I’d almost kicked the habit before Lee deceived me. Put me at a table and let me negotiate with the owners of banks, boards of directors of major corporations, US congressmen, I’m cool as a cucumber. But Lee has me so fucked that I’ve got no control. That’s someplace I’m not used to being.
So the smoking picked up again.
As I’m running it under my nose, a blue beater sedan rolls into the parking lot. It’s a car I haven’t seen before, so I sit up a little straighter and watch. The car stops in a space near the warehouse, but it’s a minute before the door opens. A broad, dark-haired guy steps out, his back to me and a phone plastered against his ear.
My pulse quickens and I hold my breath, waiting for him to turn so I can get a look at his face.
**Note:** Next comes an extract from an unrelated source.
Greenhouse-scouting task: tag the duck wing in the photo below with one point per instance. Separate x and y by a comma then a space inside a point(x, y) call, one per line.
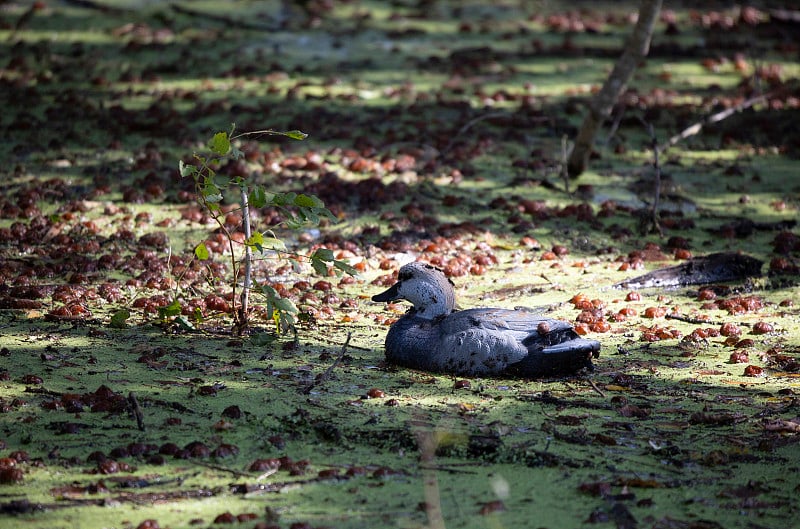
point(517, 342)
He reaches into the back and slings a garment bag over his shoulder, then moves toward the building. I’m right on the edge of bounding out of the car as he scans a keycard and yanks open the door. He’s the right build. The right hair color.
But I can’t risk showing myself unless I know.
He steps into the building without turning and when the door closes behind him, I spew an expletive with the trapped breath.
The next fifteen minutes are agonizing, waiting for something to happen. Finally, a steel door on the side of the building rolls up and a limo pulls out. I slump down and strain for a view of the passengers as it cruises past.
The windows are tinted. I can’t see a goddamn thing.